Friday, April 26, 2024

A walk down memory lane – in the City of Nitro

Ourview

The City of Nitro has updated its public records. They’re now on papyrus instead of clay tablets.

City officials hope to have the records on parchment by 2050 and maybe even loose-leaf paper by century’s end.

Talk about progressive.

You won’t believe what the city has planned for the fourth millennium: online searchable databases! Your tax dollars at work! Nitro on the move!

Of course, the city, like many government entities, is decades behind the private sector –which will have long since moved on to something better by the time Nitro goes digital – but, still, better late than never, right?

In the meantime, city officials can continue taking advantage of their (unintentional?) backwardness to avoid the transparency that the law requires of public servants – parceling out public documents (documents that belong to the citizens who paid for them with their taxes) as slowly and incompletely as they deign to.

Thanks to a recent decision by our state Supreme Court, city officials in Nitro (and other localities) can even charge citizens for searching records compiled at taxpayer expense (ostensibly for their benefit as citizens).

The court’s 4-1 decision overturned a Kanawha Circuit Court ruling that let the City charge for photocopying but not for document search time ($25 per hour).

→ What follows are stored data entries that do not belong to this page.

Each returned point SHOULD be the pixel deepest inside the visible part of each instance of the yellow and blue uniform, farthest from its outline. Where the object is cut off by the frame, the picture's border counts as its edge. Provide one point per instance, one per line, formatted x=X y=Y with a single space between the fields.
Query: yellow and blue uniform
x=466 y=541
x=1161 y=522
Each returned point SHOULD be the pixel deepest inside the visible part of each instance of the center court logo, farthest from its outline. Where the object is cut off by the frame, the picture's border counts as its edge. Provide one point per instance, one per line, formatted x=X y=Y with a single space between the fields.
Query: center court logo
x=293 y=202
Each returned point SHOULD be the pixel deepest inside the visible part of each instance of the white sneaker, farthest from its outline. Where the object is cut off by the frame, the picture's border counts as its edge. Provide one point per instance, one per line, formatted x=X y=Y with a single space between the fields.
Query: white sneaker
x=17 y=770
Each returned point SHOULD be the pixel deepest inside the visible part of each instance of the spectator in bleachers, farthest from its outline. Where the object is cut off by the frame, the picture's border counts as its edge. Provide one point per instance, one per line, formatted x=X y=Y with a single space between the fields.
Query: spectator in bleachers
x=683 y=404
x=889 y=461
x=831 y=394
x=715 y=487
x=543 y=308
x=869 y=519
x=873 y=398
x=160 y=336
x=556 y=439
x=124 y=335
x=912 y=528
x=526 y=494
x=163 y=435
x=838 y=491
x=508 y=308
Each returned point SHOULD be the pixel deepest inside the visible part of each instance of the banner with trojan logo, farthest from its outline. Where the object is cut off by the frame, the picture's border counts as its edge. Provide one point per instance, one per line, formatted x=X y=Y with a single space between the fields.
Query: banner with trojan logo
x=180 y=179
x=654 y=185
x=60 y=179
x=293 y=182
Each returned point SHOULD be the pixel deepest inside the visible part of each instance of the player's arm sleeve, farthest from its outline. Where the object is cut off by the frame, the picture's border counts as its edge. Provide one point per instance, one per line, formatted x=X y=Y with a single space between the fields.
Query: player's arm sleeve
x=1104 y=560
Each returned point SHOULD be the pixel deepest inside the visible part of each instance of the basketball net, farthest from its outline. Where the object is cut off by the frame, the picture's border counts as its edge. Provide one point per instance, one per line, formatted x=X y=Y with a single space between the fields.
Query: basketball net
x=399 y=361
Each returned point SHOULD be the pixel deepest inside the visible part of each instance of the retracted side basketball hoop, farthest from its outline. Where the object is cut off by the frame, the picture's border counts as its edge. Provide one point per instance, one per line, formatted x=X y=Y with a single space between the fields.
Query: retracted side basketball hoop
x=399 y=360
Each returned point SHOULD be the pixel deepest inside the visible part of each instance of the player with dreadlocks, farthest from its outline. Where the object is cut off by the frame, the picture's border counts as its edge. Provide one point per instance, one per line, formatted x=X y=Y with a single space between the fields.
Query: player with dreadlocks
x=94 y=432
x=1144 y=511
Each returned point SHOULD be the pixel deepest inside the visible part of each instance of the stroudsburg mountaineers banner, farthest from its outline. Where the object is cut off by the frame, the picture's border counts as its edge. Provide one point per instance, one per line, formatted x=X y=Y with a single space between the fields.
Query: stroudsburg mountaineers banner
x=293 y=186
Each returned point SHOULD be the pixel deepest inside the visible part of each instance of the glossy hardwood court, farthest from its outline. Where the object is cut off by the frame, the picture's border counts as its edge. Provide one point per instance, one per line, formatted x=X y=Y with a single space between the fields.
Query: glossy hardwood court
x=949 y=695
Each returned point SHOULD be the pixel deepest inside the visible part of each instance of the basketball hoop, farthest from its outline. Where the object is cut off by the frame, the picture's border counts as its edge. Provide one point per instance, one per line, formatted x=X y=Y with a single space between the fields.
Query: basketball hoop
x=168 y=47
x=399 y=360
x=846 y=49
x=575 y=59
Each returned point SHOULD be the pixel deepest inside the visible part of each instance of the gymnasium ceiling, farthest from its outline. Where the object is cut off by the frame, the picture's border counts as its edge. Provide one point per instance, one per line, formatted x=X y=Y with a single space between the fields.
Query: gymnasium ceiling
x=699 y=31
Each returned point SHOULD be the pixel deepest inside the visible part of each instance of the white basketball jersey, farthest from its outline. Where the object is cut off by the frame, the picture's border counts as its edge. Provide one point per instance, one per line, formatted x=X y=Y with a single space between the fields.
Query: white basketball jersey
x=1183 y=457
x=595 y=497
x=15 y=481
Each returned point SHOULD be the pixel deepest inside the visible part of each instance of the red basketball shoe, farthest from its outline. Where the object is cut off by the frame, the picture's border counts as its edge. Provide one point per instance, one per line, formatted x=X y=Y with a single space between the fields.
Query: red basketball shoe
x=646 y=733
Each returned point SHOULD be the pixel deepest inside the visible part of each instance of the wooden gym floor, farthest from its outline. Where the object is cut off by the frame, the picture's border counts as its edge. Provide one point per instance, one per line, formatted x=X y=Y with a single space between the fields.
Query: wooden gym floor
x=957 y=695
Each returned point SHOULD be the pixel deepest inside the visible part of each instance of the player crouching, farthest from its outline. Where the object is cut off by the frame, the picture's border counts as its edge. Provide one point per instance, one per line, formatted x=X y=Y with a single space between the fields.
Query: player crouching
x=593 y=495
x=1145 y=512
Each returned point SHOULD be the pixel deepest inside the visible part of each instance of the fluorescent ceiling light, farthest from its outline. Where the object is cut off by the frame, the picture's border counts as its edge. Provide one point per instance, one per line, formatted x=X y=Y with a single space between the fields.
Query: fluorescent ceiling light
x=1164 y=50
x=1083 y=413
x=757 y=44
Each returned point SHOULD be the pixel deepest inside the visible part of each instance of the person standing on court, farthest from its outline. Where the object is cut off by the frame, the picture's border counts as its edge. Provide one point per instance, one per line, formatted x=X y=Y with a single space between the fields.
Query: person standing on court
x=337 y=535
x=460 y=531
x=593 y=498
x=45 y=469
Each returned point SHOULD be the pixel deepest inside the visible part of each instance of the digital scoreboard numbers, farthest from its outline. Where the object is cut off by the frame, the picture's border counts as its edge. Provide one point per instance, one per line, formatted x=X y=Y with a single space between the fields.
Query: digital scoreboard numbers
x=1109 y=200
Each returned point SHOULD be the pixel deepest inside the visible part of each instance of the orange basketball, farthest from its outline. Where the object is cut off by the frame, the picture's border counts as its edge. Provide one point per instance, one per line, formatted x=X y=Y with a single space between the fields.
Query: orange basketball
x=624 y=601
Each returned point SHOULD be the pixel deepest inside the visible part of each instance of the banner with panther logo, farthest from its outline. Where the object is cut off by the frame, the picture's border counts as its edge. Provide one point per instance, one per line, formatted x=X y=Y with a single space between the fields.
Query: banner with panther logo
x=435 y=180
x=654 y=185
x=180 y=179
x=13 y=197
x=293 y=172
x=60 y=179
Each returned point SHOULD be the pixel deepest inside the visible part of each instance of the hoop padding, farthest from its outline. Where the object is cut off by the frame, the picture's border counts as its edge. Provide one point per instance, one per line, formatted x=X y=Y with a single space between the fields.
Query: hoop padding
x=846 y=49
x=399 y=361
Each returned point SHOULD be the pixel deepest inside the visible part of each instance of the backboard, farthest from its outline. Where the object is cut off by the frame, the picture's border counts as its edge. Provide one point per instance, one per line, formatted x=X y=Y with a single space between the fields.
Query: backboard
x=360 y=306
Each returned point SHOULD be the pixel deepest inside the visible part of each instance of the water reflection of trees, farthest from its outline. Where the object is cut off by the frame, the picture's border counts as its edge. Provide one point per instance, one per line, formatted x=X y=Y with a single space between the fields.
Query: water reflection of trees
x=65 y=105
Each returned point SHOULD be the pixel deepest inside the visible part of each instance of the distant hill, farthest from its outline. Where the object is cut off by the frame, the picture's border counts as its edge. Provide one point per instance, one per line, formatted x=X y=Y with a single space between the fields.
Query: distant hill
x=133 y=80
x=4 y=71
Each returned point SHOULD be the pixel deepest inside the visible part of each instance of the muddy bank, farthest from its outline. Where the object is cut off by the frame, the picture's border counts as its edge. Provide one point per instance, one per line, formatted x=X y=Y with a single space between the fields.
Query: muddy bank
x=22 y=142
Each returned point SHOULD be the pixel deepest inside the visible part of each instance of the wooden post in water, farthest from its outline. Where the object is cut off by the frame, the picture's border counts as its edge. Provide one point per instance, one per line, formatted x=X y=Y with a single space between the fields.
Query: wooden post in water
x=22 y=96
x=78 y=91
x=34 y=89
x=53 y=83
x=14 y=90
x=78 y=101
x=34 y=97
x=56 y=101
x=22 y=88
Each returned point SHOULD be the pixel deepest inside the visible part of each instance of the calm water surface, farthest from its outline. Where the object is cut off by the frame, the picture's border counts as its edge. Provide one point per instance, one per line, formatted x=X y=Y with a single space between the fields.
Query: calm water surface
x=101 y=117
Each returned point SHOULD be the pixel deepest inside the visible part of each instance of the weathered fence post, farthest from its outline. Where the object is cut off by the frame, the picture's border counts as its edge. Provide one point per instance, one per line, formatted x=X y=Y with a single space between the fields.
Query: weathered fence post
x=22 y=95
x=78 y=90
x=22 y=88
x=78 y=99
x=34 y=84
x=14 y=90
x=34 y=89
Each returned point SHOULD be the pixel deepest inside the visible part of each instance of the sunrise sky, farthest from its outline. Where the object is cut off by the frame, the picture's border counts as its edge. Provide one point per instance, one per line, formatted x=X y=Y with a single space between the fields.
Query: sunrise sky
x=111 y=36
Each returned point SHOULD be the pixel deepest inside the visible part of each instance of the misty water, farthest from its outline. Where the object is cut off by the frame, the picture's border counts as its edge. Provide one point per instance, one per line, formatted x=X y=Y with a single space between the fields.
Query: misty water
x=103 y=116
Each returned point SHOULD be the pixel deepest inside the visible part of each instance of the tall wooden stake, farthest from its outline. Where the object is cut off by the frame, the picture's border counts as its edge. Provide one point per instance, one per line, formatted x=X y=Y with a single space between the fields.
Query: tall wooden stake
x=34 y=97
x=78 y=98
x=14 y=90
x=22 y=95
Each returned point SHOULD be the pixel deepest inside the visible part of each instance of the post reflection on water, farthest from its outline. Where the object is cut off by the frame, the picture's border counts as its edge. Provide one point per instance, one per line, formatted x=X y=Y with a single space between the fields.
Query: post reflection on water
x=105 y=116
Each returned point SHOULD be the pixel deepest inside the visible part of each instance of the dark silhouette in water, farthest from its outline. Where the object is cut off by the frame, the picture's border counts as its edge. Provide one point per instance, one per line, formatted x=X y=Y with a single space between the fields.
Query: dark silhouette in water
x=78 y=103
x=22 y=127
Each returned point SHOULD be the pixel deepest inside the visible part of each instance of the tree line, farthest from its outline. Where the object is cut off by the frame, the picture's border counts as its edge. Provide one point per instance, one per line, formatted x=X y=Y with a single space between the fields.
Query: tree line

The ruling allows government agencies statewide to charge citizens hourly fees for finding public documents requested under the Freedom of Information Act.

Twenty-five dollars may not seem unreasonable for an hour’s worth of work, but West Virginia citizens are already paying the salaries of their public employees, aren’t they? And who believes that a ten-minute search won’t be dragged out over several hours – or days even – if public servants (or their superiors) prefer not to cooperate?

Wouldn’t the obvious solution be to put the documents online so citizens could search them any time they wanted to, free of charge, from the comfort of their own homes?

Surely our public servants have nothing to hide.